When the android reached the end of the cable, a dim halo of light was all that remained of the world above. Their eyes roamed over the alien architecture surrounding them. The walls were mottled red and purple like the exposed intestines of a great beast. Brown, scabby patches festered in places, but there was no scent of decay. Metallic panels embedded into the fleshy walls reinforced the structure, and a glowing blue pillar towered at the center of the cavernous chamber. The wall rippled as a constellation of arcane symbols flashed across its surface.
“Did you see that?” Ariad whispered.

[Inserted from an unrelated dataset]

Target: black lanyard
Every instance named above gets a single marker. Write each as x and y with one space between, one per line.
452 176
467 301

Talla gasped as the same symbols wriggled into view across the room.
“Fascinating,” she breathed. “There’s magic all around us.” Nifri, transfixed by the blue pillar, ignored them.

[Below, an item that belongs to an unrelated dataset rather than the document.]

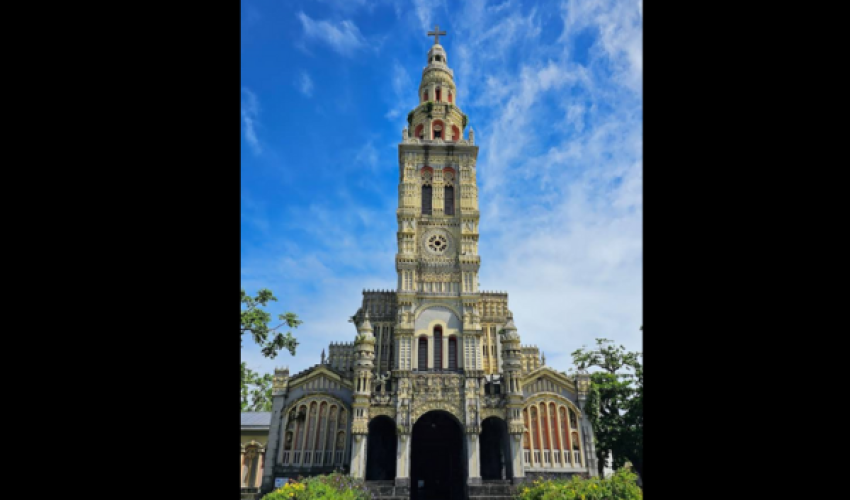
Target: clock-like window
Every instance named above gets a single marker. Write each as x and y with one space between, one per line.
438 243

“Old wards, perhaps, or maybe this peculiar building material is magical,” Ariad observed, peering at the wall where the symbols had appeared. They avoided touching the nonmetal parts during their examination; the spongy reddish substance made their dermis crawl.
“Let’s move on,” Talla directed, and motioned toward an aperture on the far side of the room. Before she stepped through it a deep, percussive boom reverberated through the ruins. A shape charged out of the shadows, and Talla instinctively reached for the pistol holstered at her belt. She relaxed when she recognized Nifri, all four of his arms flailing as he sprinted toward them.

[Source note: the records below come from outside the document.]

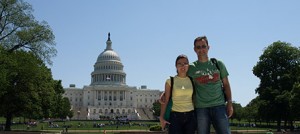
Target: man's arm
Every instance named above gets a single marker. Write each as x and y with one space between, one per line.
228 96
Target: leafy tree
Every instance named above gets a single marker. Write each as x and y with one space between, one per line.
20 30
237 111
295 102
278 70
250 112
27 78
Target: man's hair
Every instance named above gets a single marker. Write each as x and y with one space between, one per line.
182 56
200 39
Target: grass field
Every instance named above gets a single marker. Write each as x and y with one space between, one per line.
90 126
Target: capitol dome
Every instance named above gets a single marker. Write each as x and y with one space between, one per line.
108 69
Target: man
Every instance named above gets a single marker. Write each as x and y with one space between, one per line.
210 80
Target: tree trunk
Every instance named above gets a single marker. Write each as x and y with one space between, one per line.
8 122
292 125
278 125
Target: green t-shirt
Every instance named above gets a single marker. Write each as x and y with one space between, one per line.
208 83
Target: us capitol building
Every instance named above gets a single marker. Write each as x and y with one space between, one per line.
108 96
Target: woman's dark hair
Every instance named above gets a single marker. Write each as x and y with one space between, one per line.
200 39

“It…shocked…me,” he panted, skidding to a halt.
“What shocked you?” Ariad asked. They peered into the kasatha’s eyes, examining him for pupil dilation and other signs of trauma. Then they noticed his bare hands. “What happened to your safety gloves?”
“I took them off before I touched the pillar,” Nifri admitted. “I know it’s against protocol, but I wanted to gauge its temperature.”
“You should have used a thermal scanner,” Ariad scolded.
“Enough,” Talla pronounced calmly. “Once, I got so enthusiastic about an excavation that my team leader had to pry me off a trapped statue.” She chuckled at the memory. “Not my finest hour. Are you hurt?”
“Only my pride,” Nifri said sheepishly. Talla smiled at him.
“Remember your training, and stick with safety protocols from now on,” Talla commanded. With the incident dismissed, they emerged into a hallway studded with valve-like openings that hinted at a vast network of chambers within the ruins. As they passed the abandoned rooms, Nifri’s flashlight illuminated the silhouettes of machinery somehow both antiquated and advanced, now immortalized in disrepair.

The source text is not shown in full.